Local proxy server can be run on the local device originating the traffic, or the edge gateway. Most protocols have applications that implement the protocol and the
local functionality (often referred as
client) that can run on a variety of OS, including smartphones. Depends on the permission and the ability of intercepting network traffic, these applications can proxy various level of traffic. Applications that do not honor network settings in OS cannot be proxied using such applications.
Most small LAN network uses a single router as the gateway. As the single exit point of all traffic to the internet, it can act as
local server to proxy traffic. However, most home or enterprise-grade routers have limited CPU power as most network functionalities are implemented in silicon, but proxy protocols all use encryption algorithms that requires significant computing power. This results in unstable device performance and unable to reach the WAN speed.
Most recommended setup is to have a desktop machine running as the gateway. Software such as Clash for Windows and Surge for Mac can act as the transparent proxy in the local network.
International Internet Access and Remote Server
The success of circumventing the GFW and the network quality of cross-border traffic depends on the accessibility of the remote server and the quality-of-service (QoS) of the international internet access.
There are many internet access lines and virtual private server (VPS) for hosting the
remote server. It is not recommended to set up your own
remote server, because
- Complexity. You are responsible to choose internet access lines, hosting, IP, DNS, software, and testing.
- Access to only a few locations, and multi-location deployment requires setting up and maintaining multiple VPS hosting.
- Ongoing maintenance. Software upgrades and configuration testing are required.
Thus, it is recommended to find a reliable service provider as your
remote server. This website provides testing results for major service providers.
CN2 stands for Chinatelecom Next Carrier Network provides QoS to international internet access. There are two types, CN2 Global Transit and CN2 Global Internet Access. CN2 Global Internet Access is the best but expensive.
BGP network can dynamically switch between ISPs based on congestion, latency, and status. Hosting remote server in a data center with BGP can reduce latency and jitter variance due to ISP and internet weather.
AWS, Azure, and GCP provide hosting, but they mostly focus on international enterprise customers and the cost for bandwidth is quite high.
PCCW, HKT, HKBN
Hong Kong SAR is not within GFW but is close to mainland China. It is a popular location for data center providers. PCCW is hosted in Hong Kong SAR with dedicated connection to mainland China.
IPLC stands for International Private Lease Circuit. It is dedicated lease line to access the international internet. It is very expensive on monthly and bandwidth charge. IPLC does not go through GFW.

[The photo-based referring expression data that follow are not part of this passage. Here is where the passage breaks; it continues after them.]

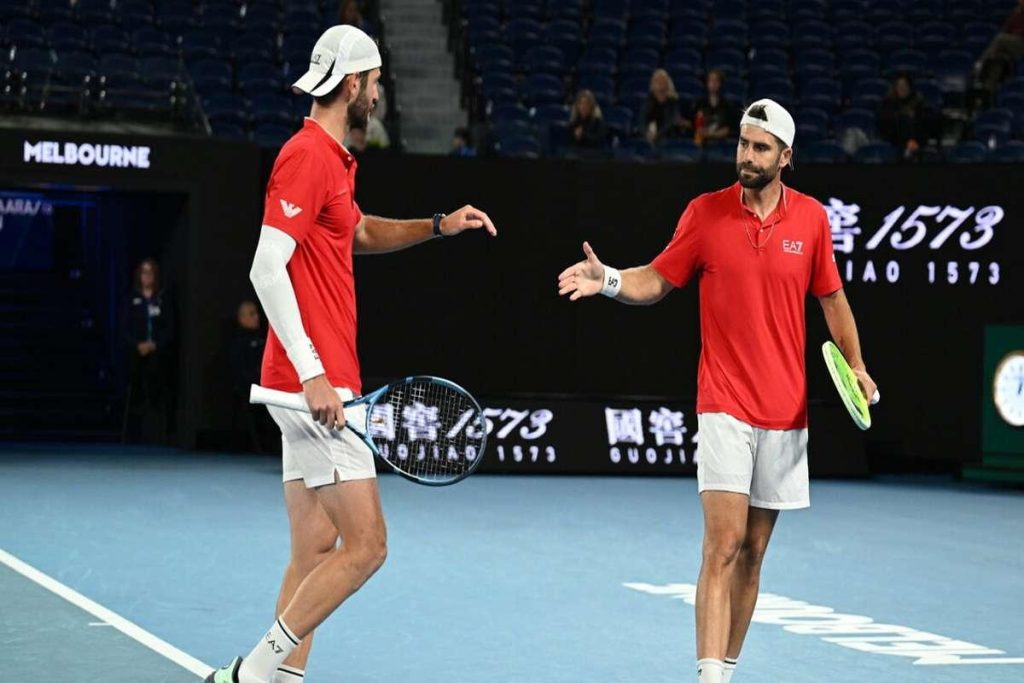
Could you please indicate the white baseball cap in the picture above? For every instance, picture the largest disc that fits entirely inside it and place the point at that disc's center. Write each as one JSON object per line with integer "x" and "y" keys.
{"x": 340, "y": 51}
{"x": 770, "y": 116}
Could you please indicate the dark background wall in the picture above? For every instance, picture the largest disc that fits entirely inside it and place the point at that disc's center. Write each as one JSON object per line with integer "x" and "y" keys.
{"x": 485, "y": 312}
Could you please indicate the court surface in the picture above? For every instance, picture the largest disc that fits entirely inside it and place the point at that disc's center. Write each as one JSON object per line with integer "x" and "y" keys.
{"x": 167, "y": 562}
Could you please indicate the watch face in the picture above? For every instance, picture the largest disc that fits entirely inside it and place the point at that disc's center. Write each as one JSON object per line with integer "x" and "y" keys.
{"x": 1008, "y": 388}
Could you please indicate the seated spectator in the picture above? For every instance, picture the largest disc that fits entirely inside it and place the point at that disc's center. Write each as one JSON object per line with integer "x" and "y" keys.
{"x": 663, "y": 114}
{"x": 905, "y": 120}
{"x": 1007, "y": 47}
{"x": 715, "y": 118}
{"x": 461, "y": 145}
{"x": 587, "y": 127}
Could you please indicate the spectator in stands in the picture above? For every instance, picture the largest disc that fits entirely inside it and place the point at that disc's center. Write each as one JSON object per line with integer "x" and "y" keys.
{"x": 905, "y": 120}
{"x": 587, "y": 127}
{"x": 715, "y": 118}
{"x": 1008, "y": 46}
{"x": 462, "y": 144}
{"x": 663, "y": 114}
{"x": 148, "y": 325}
{"x": 252, "y": 424}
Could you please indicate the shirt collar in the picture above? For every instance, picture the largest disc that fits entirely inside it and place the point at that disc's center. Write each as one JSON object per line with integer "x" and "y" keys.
{"x": 344, "y": 155}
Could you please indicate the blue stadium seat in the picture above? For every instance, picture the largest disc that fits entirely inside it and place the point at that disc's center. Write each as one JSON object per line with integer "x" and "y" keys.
{"x": 865, "y": 120}
{"x": 877, "y": 153}
{"x": 519, "y": 146}
{"x": 271, "y": 135}
{"x": 1010, "y": 152}
{"x": 995, "y": 124}
{"x": 970, "y": 152}
{"x": 212, "y": 76}
{"x": 823, "y": 152}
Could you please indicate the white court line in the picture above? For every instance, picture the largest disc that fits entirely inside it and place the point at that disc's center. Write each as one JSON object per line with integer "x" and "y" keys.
{"x": 133, "y": 631}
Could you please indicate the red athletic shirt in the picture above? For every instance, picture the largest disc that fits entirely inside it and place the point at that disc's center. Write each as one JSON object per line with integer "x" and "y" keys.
{"x": 754, "y": 276}
{"x": 311, "y": 197}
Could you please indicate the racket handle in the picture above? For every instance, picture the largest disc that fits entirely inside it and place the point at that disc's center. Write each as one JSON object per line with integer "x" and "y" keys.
{"x": 262, "y": 395}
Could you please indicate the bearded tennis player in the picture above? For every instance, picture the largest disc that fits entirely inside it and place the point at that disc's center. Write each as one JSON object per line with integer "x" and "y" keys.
{"x": 757, "y": 249}
{"x": 302, "y": 272}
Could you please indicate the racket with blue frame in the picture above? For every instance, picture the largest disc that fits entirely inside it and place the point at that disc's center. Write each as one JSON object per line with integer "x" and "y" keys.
{"x": 427, "y": 429}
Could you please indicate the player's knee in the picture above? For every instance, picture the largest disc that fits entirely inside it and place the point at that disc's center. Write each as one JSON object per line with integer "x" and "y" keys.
{"x": 722, "y": 550}
{"x": 753, "y": 553}
{"x": 372, "y": 552}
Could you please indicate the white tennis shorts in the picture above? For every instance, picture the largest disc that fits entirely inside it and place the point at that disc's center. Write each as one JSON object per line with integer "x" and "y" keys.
{"x": 314, "y": 454}
{"x": 767, "y": 465}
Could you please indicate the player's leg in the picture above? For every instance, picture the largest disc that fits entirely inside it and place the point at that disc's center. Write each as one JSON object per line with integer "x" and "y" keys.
{"x": 313, "y": 539}
{"x": 725, "y": 521}
{"x": 724, "y": 469}
{"x": 747, "y": 577}
{"x": 355, "y": 510}
{"x": 779, "y": 481}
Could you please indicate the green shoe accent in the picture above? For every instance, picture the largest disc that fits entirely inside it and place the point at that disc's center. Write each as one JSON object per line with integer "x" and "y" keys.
{"x": 228, "y": 674}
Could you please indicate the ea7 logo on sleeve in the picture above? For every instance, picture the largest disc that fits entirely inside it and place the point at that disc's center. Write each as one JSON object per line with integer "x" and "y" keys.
{"x": 793, "y": 247}
{"x": 290, "y": 209}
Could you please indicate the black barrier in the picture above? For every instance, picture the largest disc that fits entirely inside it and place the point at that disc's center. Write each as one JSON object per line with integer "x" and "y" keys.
{"x": 930, "y": 254}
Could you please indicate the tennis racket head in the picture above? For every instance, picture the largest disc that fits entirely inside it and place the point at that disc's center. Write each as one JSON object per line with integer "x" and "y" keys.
{"x": 847, "y": 385}
{"x": 427, "y": 429}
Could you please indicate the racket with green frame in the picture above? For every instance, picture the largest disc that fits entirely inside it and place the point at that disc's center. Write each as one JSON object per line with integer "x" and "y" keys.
{"x": 848, "y": 386}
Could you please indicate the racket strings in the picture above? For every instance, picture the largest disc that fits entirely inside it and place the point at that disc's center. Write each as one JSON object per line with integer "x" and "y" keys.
{"x": 435, "y": 431}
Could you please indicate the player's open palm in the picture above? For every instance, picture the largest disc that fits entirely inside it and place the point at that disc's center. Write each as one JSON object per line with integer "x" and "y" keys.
{"x": 584, "y": 279}
{"x": 467, "y": 218}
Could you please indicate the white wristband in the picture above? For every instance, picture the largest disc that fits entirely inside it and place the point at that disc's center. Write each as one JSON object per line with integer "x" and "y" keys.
{"x": 612, "y": 282}
{"x": 305, "y": 359}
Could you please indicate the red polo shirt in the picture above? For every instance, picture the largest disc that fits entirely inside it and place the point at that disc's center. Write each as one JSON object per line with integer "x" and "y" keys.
{"x": 755, "y": 276}
{"x": 311, "y": 197}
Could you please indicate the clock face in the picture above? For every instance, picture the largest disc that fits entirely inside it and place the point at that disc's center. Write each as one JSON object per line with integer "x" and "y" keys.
{"x": 1008, "y": 388}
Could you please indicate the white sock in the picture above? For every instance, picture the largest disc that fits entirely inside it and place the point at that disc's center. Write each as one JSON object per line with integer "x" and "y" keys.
{"x": 711, "y": 671}
{"x": 288, "y": 674}
{"x": 269, "y": 653}
{"x": 730, "y": 666}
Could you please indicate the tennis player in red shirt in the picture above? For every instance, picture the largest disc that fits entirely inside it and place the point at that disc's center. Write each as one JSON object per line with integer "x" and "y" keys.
{"x": 757, "y": 248}
{"x": 302, "y": 272}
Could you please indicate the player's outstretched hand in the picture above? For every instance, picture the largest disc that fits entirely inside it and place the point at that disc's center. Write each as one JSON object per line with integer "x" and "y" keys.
{"x": 466, "y": 218}
{"x": 584, "y": 279}
{"x": 325, "y": 404}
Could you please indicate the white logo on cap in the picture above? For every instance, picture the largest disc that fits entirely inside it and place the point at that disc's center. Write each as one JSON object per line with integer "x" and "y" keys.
{"x": 290, "y": 209}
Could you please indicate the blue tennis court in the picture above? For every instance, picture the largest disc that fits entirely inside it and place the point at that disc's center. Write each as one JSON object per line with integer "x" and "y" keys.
{"x": 498, "y": 579}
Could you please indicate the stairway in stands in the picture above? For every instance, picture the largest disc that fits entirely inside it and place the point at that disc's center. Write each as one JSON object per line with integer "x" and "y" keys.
{"x": 55, "y": 379}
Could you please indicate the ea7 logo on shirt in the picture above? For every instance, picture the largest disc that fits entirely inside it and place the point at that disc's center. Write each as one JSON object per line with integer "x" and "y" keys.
{"x": 290, "y": 209}
{"x": 793, "y": 247}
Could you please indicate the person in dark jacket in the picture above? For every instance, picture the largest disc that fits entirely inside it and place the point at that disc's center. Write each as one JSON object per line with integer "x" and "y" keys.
{"x": 148, "y": 325}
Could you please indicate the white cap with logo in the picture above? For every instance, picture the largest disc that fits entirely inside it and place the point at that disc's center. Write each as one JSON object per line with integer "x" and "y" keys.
{"x": 770, "y": 116}
{"x": 340, "y": 51}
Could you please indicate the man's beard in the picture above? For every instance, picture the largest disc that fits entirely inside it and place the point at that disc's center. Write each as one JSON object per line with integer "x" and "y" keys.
{"x": 761, "y": 177}
{"x": 358, "y": 112}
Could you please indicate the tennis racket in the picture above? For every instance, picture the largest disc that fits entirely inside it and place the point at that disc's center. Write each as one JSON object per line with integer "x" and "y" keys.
{"x": 427, "y": 429}
{"x": 848, "y": 387}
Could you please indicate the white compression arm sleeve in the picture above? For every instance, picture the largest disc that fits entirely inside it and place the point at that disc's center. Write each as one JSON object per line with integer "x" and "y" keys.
{"x": 273, "y": 287}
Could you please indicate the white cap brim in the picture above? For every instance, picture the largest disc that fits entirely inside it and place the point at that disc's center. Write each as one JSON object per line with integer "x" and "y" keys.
{"x": 317, "y": 83}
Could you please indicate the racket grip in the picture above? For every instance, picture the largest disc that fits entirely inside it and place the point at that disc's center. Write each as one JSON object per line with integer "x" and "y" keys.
{"x": 264, "y": 396}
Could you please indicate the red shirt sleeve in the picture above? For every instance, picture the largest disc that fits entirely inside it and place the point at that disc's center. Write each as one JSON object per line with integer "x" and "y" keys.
{"x": 295, "y": 194}
{"x": 824, "y": 272}
{"x": 681, "y": 258}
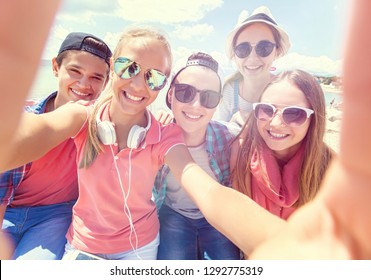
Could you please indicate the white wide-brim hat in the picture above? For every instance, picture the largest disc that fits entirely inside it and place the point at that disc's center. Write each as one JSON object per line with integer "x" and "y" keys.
{"x": 261, "y": 14}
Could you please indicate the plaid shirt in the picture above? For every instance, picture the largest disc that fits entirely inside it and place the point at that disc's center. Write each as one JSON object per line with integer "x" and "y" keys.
{"x": 10, "y": 180}
{"x": 218, "y": 138}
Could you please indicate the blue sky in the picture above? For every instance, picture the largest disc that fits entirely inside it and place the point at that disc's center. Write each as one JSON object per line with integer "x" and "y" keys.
{"x": 317, "y": 28}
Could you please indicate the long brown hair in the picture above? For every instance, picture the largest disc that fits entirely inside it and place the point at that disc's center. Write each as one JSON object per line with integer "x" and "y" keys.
{"x": 93, "y": 145}
{"x": 317, "y": 154}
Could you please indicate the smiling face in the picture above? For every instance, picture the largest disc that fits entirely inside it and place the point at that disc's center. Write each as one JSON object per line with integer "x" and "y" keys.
{"x": 193, "y": 117}
{"x": 254, "y": 65}
{"x": 131, "y": 96}
{"x": 81, "y": 76}
{"x": 284, "y": 140}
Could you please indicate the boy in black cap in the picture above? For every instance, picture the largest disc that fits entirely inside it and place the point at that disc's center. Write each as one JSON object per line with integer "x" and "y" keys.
{"x": 37, "y": 198}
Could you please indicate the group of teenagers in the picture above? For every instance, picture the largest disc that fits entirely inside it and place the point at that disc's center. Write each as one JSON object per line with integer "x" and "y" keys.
{"x": 93, "y": 170}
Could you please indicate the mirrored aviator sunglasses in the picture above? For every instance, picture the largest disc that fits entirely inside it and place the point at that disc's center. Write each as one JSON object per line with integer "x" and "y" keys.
{"x": 126, "y": 69}
{"x": 186, "y": 93}
{"x": 262, "y": 49}
{"x": 292, "y": 116}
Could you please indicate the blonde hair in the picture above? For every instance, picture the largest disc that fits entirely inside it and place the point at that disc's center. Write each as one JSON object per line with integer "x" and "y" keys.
{"x": 317, "y": 154}
{"x": 93, "y": 145}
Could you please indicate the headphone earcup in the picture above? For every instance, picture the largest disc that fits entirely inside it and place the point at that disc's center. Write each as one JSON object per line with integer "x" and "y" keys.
{"x": 106, "y": 132}
{"x": 136, "y": 136}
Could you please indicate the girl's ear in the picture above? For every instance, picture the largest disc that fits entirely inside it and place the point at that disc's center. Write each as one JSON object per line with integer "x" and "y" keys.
{"x": 111, "y": 71}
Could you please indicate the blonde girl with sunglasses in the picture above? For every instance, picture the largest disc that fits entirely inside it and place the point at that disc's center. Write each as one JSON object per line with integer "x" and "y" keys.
{"x": 279, "y": 159}
{"x": 253, "y": 45}
{"x": 120, "y": 147}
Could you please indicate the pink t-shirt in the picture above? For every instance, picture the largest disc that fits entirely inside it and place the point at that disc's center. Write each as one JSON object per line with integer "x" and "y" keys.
{"x": 51, "y": 179}
{"x": 99, "y": 223}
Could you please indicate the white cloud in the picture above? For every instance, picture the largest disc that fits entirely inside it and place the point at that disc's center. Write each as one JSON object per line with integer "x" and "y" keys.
{"x": 166, "y": 11}
{"x": 315, "y": 65}
{"x": 198, "y": 31}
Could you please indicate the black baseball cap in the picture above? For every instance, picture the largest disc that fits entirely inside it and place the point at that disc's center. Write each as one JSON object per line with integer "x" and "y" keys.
{"x": 77, "y": 41}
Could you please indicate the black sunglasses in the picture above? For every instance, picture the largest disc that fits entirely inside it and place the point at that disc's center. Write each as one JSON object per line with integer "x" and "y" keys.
{"x": 262, "y": 48}
{"x": 126, "y": 69}
{"x": 291, "y": 116}
{"x": 186, "y": 93}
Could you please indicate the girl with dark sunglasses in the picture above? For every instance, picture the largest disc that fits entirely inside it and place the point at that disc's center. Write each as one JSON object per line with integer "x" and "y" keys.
{"x": 193, "y": 96}
{"x": 253, "y": 45}
{"x": 280, "y": 157}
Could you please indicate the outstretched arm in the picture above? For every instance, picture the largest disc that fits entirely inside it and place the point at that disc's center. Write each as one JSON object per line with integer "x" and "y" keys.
{"x": 37, "y": 134}
{"x": 20, "y": 52}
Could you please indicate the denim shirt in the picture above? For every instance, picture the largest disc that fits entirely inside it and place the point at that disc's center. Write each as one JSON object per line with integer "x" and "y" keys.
{"x": 218, "y": 138}
{"x": 11, "y": 179}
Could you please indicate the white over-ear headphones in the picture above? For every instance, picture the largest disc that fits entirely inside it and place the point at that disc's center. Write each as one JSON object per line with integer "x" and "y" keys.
{"x": 107, "y": 134}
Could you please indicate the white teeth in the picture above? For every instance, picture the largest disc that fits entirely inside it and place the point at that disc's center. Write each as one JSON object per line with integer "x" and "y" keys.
{"x": 79, "y": 93}
{"x": 134, "y": 98}
{"x": 192, "y": 116}
{"x": 277, "y": 135}
{"x": 252, "y": 67}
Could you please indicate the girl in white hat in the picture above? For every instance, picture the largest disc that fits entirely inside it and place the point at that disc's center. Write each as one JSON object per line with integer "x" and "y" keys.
{"x": 254, "y": 43}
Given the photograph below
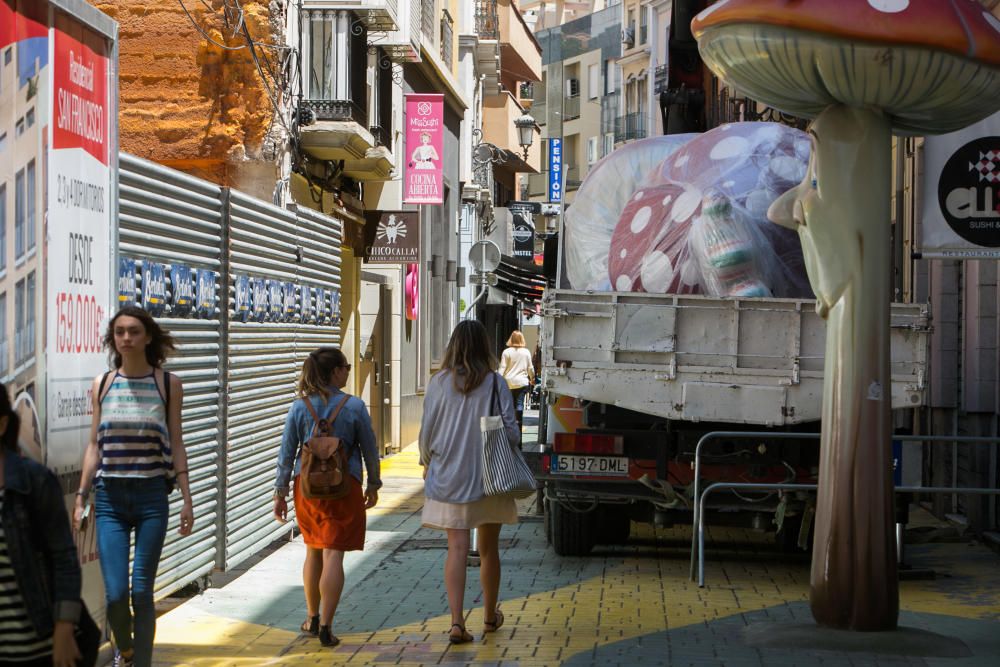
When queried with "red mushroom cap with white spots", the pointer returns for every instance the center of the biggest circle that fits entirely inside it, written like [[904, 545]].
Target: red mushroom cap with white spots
[[750, 164], [932, 66]]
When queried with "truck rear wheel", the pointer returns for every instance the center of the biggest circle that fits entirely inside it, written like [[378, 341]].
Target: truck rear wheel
[[572, 532]]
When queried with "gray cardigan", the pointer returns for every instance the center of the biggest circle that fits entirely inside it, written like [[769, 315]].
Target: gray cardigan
[[451, 442]]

Shadowsocks runs on OSI Layer 5 and WebSocket + TLS runs on Layer 4 and 7. Due to this limitation, not all network traffic can be proxied. Exceptions include Layer 3 protocols such as ICMP (ping and trace route) and certain Layer 4 protocols.
Most of popular Virtual Private Networking (VPN) protocols, such as PPTP, L2TP, OpenVPN, and SSTP, runs on Layer 2 and Layer 3, allowing to proxy almost all network traffic. Though VPN can encrypt traffic, but its traffic pattern is well-defined and easily distinguishable, making it easy for GFW to detect and block.
WireGuard is a new and simpler VPN protocol. It is UDP-based, making it immune to TCP-reset attack and not as characteristic as connection-based protocols. However, UDP traffic is heavily shaped by ISP based on QoS, making it less reliable to traverse through lower-grade internet.